TECH: Open source EMRs — how open is open? And will it matter?

cAt the most excellent HISTalk blog, there’s an interview with Scott Shreeve, Medsphere Co-Founder and Chief Medical Officer. Now MrHISTalk has once again got one up on THCB as when I was due to interview Scott (or was it his brother Steve?) at TEPR, he didn’t show up — at least not in the 5 minutes window I gave him before I wondered onto the next booth! But what’s clear is that the enthusiasm of his account of how Medspehere is creating a cheap hospital EMR based on VistA has at least somewhat won over MrHISTalk, a man known for his somewhat cynical account of the likelihood of open source actually getting anywhere in health care. You should absolutely read that interview, which incidentally as much as anything really shows that MrHISTalk knows his stuff and does his homework.

On the other hand I’ve also been corresponding with another true believer, Fred Trotter, who is responsible for the FreeB open source billing system.
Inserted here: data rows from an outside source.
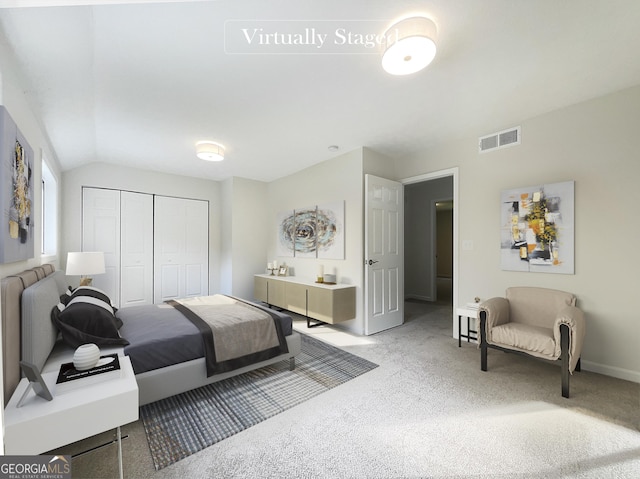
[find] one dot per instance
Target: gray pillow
(83, 321)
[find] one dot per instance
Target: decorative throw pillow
(91, 295)
(87, 319)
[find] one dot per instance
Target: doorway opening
(430, 240)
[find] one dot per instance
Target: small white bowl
(86, 357)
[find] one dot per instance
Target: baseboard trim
(620, 373)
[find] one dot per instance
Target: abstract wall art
(16, 193)
(537, 228)
(312, 232)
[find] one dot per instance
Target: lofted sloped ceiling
(138, 83)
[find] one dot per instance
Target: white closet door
(101, 232)
(136, 263)
(181, 248)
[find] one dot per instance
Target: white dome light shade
(410, 46)
(209, 151)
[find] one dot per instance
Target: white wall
(340, 178)
(101, 175)
(595, 143)
(244, 243)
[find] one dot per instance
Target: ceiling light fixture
(410, 46)
(209, 151)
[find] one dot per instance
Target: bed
(30, 334)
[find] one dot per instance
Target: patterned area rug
(182, 425)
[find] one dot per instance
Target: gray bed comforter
(160, 336)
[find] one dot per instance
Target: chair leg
(483, 341)
(564, 356)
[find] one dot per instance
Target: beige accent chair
(540, 322)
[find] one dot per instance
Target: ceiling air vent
(498, 140)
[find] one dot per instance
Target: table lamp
(85, 263)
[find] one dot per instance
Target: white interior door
(101, 232)
(136, 262)
(384, 254)
(181, 248)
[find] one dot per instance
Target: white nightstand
(469, 313)
(39, 425)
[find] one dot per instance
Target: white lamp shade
(410, 46)
(209, 151)
(85, 263)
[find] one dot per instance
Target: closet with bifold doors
(155, 247)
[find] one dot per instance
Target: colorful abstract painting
(312, 232)
(537, 228)
(16, 201)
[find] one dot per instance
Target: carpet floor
(182, 425)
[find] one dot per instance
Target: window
(49, 211)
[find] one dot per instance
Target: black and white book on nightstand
(70, 378)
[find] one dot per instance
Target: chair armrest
(496, 312)
(574, 319)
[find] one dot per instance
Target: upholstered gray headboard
(12, 289)
(39, 333)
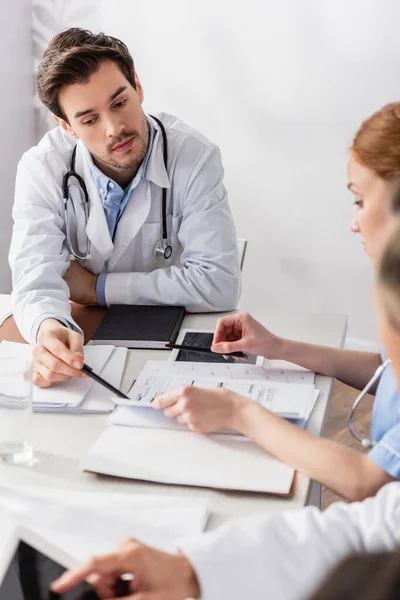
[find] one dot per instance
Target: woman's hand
(241, 332)
(204, 410)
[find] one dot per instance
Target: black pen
(202, 349)
(90, 373)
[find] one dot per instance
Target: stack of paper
(288, 393)
(164, 451)
(187, 458)
(79, 395)
(94, 522)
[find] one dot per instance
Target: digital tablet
(204, 338)
(28, 566)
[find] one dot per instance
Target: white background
(16, 112)
(281, 86)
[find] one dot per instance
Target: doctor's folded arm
(136, 201)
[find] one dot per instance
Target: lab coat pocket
(76, 221)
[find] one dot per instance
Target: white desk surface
(63, 440)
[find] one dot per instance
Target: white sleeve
(38, 256)
(209, 279)
(286, 556)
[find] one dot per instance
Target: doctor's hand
(241, 332)
(204, 410)
(81, 283)
(157, 575)
(58, 354)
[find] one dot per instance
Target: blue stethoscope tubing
(365, 442)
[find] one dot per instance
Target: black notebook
(149, 327)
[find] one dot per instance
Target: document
(159, 377)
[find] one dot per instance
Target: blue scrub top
(385, 424)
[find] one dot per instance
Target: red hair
(376, 144)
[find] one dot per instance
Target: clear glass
(16, 411)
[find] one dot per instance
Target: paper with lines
(291, 400)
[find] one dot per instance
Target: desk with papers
(63, 440)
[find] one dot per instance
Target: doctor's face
(371, 207)
(106, 114)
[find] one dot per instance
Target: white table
(63, 440)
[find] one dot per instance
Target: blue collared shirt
(115, 199)
(385, 424)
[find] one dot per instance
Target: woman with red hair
(373, 170)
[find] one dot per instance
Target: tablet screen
(30, 575)
(204, 340)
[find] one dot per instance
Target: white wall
(16, 112)
(281, 86)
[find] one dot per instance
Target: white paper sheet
(187, 458)
(69, 393)
(230, 371)
(157, 378)
(98, 400)
(93, 522)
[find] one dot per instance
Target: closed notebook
(137, 326)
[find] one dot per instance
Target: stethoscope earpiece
(366, 443)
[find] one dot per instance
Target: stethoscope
(365, 442)
(162, 249)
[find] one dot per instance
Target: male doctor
(113, 218)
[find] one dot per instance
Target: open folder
(188, 458)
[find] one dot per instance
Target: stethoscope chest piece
(163, 249)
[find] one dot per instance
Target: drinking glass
(16, 411)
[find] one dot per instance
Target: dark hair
(373, 576)
(72, 57)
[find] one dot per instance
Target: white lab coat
(202, 274)
(286, 556)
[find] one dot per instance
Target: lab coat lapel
(131, 221)
(97, 228)
(139, 204)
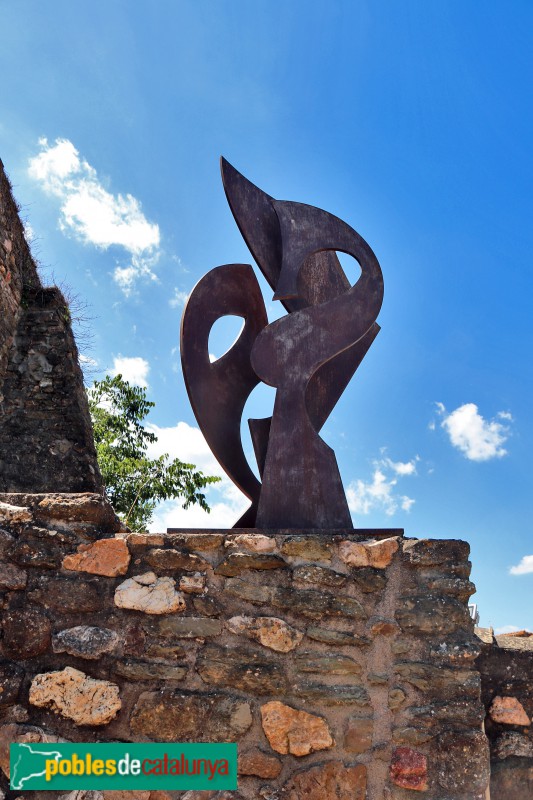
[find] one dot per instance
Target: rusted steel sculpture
(309, 355)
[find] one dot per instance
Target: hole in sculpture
(223, 335)
(350, 265)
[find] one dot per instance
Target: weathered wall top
(46, 440)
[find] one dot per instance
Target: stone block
(333, 779)
(271, 632)
(71, 693)
(109, 557)
(409, 769)
(296, 732)
(149, 594)
(243, 668)
(85, 641)
(179, 716)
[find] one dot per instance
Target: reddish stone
(384, 627)
(109, 557)
(508, 711)
(255, 762)
(408, 769)
(327, 781)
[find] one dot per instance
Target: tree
(134, 482)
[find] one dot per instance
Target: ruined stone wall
(506, 667)
(46, 441)
(18, 273)
(342, 665)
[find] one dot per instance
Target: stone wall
(506, 667)
(46, 441)
(343, 665)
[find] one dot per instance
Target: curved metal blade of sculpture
(309, 355)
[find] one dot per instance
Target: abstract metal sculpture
(309, 355)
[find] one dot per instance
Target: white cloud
(134, 370)
(94, 215)
(403, 467)
(506, 629)
(525, 567)
(380, 494)
(90, 362)
(178, 299)
(227, 503)
(477, 438)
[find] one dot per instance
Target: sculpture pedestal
(342, 664)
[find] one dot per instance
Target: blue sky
(411, 121)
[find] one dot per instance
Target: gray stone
(11, 677)
(236, 563)
(334, 695)
(197, 540)
(329, 636)
(310, 548)
(462, 763)
(397, 698)
(72, 596)
(85, 641)
(179, 716)
(326, 781)
(11, 577)
(410, 735)
(40, 547)
(165, 652)
(207, 606)
(439, 584)
(461, 648)
(324, 576)
(243, 668)
(378, 678)
(170, 559)
(149, 670)
(512, 743)
(432, 614)
(462, 713)
(172, 627)
(429, 552)
(26, 633)
(307, 602)
(441, 681)
(369, 579)
(358, 734)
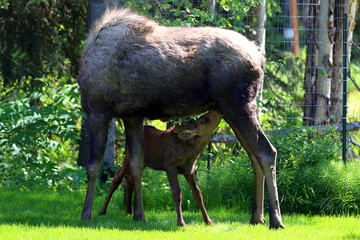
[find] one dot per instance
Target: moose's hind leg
(262, 154)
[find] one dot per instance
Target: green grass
(50, 215)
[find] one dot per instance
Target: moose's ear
(187, 134)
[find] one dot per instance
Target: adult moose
(133, 68)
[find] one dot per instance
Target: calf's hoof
(276, 223)
(181, 223)
(209, 222)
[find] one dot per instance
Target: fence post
(345, 52)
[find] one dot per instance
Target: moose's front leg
(135, 137)
(98, 124)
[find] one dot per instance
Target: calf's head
(203, 126)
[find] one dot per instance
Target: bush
(37, 132)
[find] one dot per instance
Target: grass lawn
(50, 215)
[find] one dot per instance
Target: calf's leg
(176, 192)
(135, 136)
(190, 178)
(119, 175)
(98, 124)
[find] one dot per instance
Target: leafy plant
(36, 125)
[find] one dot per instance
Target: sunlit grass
(50, 215)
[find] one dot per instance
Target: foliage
(41, 37)
(37, 131)
(228, 14)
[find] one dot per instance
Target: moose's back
(132, 66)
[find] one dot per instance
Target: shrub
(37, 127)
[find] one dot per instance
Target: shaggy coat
(133, 68)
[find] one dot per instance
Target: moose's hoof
(258, 220)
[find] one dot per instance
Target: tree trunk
(323, 84)
(311, 64)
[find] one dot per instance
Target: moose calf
(173, 151)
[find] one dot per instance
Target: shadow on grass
(35, 208)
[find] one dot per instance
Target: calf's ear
(187, 134)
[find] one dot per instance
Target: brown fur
(174, 151)
(133, 68)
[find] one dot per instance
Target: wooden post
(295, 27)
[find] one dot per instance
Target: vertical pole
(345, 52)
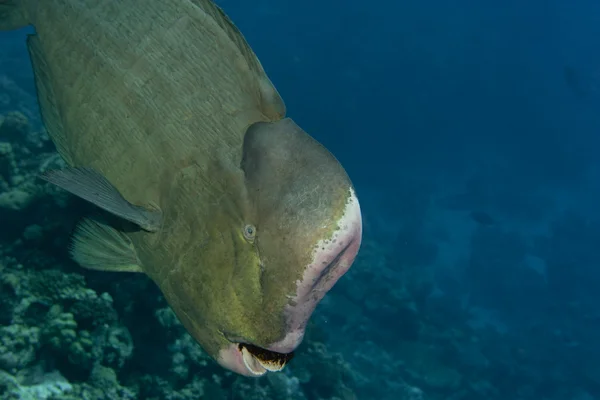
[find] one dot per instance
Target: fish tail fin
(12, 15)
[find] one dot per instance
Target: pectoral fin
(99, 246)
(92, 186)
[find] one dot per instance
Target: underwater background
(471, 130)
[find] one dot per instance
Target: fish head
(306, 232)
(289, 229)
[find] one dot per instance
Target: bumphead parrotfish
(169, 124)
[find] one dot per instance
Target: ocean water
(471, 131)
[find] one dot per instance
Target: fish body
(168, 122)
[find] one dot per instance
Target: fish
(170, 126)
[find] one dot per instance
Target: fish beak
(250, 360)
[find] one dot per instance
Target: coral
(18, 346)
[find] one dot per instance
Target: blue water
(471, 130)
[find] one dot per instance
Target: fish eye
(249, 232)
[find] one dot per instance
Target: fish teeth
(253, 364)
(272, 365)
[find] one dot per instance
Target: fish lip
(256, 359)
(338, 254)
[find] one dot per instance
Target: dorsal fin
(45, 94)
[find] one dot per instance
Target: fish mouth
(258, 360)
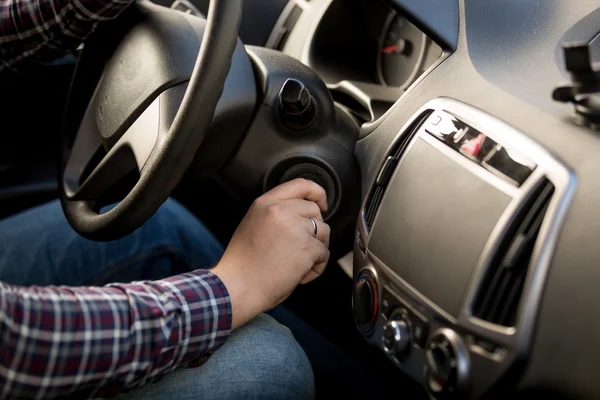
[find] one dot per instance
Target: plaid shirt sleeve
(98, 342)
(44, 30)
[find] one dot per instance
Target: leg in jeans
(260, 360)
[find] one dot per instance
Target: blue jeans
(260, 360)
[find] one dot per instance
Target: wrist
(245, 297)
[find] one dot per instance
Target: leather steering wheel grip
(175, 148)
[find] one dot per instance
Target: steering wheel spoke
(84, 180)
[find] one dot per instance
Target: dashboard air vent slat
(287, 27)
(499, 296)
(386, 172)
(373, 206)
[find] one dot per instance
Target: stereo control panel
(453, 246)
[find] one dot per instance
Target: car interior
(454, 139)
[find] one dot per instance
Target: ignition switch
(297, 107)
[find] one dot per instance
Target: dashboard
(367, 53)
(475, 268)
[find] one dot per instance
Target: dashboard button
(420, 330)
(396, 336)
(447, 365)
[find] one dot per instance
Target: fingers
(314, 273)
(322, 259)
(306, 209)
(301, 189)
(323, 230)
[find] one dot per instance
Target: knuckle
(314, 209)
(275, 211)
(260, 202)
(327, 229)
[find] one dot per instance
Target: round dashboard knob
(447, 364)
(396, 338)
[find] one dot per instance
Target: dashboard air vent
(499, 297)
(386, 172)
(286, 28)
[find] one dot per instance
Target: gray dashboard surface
(507, 63)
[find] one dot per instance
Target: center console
(453, 247)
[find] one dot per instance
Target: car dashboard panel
(451, 247)
(367, 53)
(474, 271)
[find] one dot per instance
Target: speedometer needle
(390, 49)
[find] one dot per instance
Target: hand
(274, 248)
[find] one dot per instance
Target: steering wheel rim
(172, 153)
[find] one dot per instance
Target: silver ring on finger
(314, 225)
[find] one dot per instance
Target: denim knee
(265, 362)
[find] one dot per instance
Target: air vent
(286, 28)
(499, 297)
(386, 172)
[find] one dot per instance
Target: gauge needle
(390, 49)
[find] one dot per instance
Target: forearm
(47, 29)
(90, 341)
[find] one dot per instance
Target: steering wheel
(147, 115)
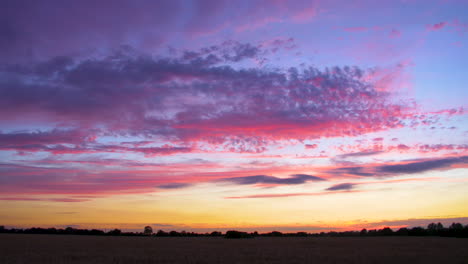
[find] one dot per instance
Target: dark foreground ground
(19, 248)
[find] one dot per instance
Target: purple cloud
(341, 186)
(264, 179)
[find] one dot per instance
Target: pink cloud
(356, 29)
(437, 26)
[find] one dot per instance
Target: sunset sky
(213, 115)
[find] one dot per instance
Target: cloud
(263, 179)
(282, 195)
(174, 185)
(360, 154)
(197, 97)
(341, 186)
(421, 166)
(311, 146)
(437, 26)
(395, 169)
(63, 200)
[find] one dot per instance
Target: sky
(250, 115)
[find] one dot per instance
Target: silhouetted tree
(387, 231)
(216, 233)
(402, 232)
(115, 232)
(148, 230)
(162, 233)
(417, 231)
(363, 232)
(237, 234)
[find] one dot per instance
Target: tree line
(433, 229)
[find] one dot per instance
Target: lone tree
(148, 230)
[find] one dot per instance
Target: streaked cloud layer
(302, 104)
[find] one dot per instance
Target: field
(18, 248)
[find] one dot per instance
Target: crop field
(20, 248)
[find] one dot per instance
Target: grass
(20, 248)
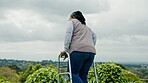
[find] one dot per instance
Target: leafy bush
(108, 73)
(44, 75)
(29, 71)
(3, 79)
(7, 74)
(131, 77)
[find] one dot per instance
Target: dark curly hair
(78, 15)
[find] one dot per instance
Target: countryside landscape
(19, 71)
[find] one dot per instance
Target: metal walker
(70, 73)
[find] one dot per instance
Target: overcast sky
(35, 29)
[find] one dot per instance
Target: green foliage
(7, 74)
(131, 77)
(44, 75)
(108, 73)
(29, 71)
(3, 79)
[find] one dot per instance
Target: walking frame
(70, 72)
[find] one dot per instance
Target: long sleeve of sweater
(68, 35)
(94, 37)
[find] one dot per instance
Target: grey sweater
(82, 38)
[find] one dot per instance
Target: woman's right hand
(64, 54)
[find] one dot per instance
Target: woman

The Medsphere guys seem to be sidestepping the question of whether they are going to put their version of the VistA code back into the open source domain. And Fred seems suspicious that they will not. I hope to have Fred (and hopefully others involved in this discussion too) writing for THCB shortly, but in the meantime go check out Fred’s credo and think about whether the radical open source philosophy he espouses is a good fit for health care, and/or whether Medsphere’s reworking of VistA is the answer for smaller hospitals, and who gets all this stuff to the small practices who really need it.

Finally, you may have noticed that I didn’t answer the question I posed in this post’s title. But for those of you who are concerned as to why this stuff matters read Joe Kraus’ (Excite founder and former dangerous 4×4 driver at the Stanford Ski lodge) article on the relative costs of working with Linux and proprietary formats. Just think about the real impact of a ten-fold reduction in IT costs in the next ten years.